London: British politicians, struggling in their bid to find out who knew what about phone hacking at a Rupert Murdoch tabloid, will recall son James for further questioning after employees contradicted his repeated claims of innocence.
James Murdoch, chairman of News Corp`s British newspaper arm, spent almost three, uncomfortable hours in front of a parliamentary committee with his father in July, answering questions over what they had done to unravel the scandal at the News of the World.
But James`s testimony, and his insistence that he did not know the problem stretched beyond `one rogue reporter` until earlier this year, has since been undermined by two senior employees who say they made him aware of a wider problem in 2008.
Tom Watson, the most dogged member of the committee to pursue the case, said they would first want to speak to Les Hinton, the most senior News Corp executive to stand down over the scandal, several lawyers and then James Murdoch.

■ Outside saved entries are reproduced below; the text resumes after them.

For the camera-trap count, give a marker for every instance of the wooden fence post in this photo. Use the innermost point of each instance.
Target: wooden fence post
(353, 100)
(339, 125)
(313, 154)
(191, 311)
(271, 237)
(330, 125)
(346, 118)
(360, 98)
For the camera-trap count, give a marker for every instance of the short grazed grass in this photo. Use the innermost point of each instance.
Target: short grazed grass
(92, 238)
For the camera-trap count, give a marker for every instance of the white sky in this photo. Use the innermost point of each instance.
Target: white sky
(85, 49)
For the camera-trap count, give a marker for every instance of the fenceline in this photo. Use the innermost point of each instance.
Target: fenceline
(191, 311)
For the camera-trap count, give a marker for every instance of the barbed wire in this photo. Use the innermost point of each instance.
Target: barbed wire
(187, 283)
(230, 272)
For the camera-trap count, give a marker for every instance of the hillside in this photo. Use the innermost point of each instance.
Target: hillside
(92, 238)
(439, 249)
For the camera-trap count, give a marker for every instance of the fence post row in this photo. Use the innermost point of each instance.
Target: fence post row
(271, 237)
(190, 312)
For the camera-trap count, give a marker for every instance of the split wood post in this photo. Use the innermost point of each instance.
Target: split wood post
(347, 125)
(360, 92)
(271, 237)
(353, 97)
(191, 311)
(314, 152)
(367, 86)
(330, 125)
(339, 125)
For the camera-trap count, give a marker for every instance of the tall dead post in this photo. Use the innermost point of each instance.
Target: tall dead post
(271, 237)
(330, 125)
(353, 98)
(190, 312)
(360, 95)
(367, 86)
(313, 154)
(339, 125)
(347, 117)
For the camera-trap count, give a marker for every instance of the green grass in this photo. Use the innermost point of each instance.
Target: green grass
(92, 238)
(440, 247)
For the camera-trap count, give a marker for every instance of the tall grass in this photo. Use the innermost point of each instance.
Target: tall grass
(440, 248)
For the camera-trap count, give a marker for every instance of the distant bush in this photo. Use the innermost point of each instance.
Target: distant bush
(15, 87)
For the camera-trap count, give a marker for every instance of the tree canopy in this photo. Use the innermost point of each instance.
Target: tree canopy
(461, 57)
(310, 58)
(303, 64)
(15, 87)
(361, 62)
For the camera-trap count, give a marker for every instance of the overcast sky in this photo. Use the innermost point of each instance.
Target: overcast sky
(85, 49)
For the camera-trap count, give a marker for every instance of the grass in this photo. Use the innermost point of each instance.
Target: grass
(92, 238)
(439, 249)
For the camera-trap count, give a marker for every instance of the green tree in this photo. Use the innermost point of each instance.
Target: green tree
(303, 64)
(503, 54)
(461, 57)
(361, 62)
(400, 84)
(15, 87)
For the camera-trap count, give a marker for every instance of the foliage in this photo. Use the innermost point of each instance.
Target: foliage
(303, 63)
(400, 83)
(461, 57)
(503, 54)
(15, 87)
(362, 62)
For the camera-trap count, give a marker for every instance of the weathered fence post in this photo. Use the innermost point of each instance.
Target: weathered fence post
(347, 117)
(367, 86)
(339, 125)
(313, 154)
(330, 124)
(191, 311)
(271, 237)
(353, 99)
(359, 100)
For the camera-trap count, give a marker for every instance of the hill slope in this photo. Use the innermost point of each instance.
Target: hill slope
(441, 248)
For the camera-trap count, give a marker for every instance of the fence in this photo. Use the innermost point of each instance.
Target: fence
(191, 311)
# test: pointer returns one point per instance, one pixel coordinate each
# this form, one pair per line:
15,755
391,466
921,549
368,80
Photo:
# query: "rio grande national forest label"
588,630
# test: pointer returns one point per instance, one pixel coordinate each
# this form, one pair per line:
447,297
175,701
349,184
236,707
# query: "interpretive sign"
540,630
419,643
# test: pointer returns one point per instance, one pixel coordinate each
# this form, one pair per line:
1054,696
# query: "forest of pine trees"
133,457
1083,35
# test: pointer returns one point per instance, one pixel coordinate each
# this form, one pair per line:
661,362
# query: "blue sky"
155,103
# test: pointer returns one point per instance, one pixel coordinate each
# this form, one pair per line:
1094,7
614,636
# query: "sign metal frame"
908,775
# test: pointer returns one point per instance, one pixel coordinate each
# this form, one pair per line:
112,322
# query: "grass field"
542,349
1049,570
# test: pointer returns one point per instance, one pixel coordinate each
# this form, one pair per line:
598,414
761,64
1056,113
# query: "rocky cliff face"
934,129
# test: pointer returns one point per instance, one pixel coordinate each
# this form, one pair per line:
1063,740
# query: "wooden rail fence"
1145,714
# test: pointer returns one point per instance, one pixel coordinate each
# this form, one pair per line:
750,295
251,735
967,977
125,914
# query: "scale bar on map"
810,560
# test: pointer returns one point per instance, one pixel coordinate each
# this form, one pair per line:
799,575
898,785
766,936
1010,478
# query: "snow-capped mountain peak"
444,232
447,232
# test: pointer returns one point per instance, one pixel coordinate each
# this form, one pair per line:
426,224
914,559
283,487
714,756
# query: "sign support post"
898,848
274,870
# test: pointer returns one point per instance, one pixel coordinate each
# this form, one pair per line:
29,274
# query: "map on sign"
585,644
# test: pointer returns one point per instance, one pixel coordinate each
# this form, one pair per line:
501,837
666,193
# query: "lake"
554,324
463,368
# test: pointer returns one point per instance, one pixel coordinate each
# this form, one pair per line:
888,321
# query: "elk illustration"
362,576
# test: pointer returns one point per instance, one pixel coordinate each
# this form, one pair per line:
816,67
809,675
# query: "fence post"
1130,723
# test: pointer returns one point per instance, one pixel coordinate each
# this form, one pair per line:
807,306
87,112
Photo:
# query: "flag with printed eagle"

"We`re inviting him back," he said. "We feel we should hear from Les Hinton and a couple of the lawyers before James Murdoch, so realistically we are talking about November."
News Corp has been engulfed by the scandal since July when it was revealed that the phone hacking extended beyond celebrities and politicians to murder victims including schoolgirl Milly Dowler, and British war dead.
The crisis has already wiped billions of dollars off News Corp`s market value, cost it two senior executives, forced it to drop a $12 billion bid for BSkyB and to shut down the 168-year-old News of the World tabloid.
James Murdoch, News Corp`s deputy chief operating officer, has seen his chances of succeeding his father and founder of the media empire, Rupert, recede.
News International, the British newspaper arm of News Corp, said it was still to hear from the committee, but said James Murdoch would be happy to appear in front of members again to answer any further questions.
At the center of the dispute is a claim by the former editor of the News of the World and the head lawyer that they showed an email in 2008 to James Murdoch, which indicated that other journalists were involved in the practice.
Murdoch has repeatedly denied this, saying the two men did not show or mention the email in a brief meeting.
The cross-party committee will also have many questions for Hinton, the debonair former top Murdoch executive who was forced to stand down in July after he became a target for criticism over phone hacking in the United States.
Hinton ran the British newspaper arm when much of the hacking was alleged to have occurred, and then went on to run Dow Jones in the US.
The questioning is likely to be very precise. The committee has appeared at times exasperated in its bid to find out who authorized the phone hacking after it became clear that it was happening on an almost industrial scale to secure stories.
Members have interviewed a host of senior News Corp executives, lawyers and former editors, appearing incredulous at times as witnesses have denied all knowledge of the hacking and pleaded that they cannot remember who said or did what when.
The former lawyer Tom Crone and editor Colin Myler often said that the committee would `have to ask Les Hinton about that`, when they appeared before the committee a week ago.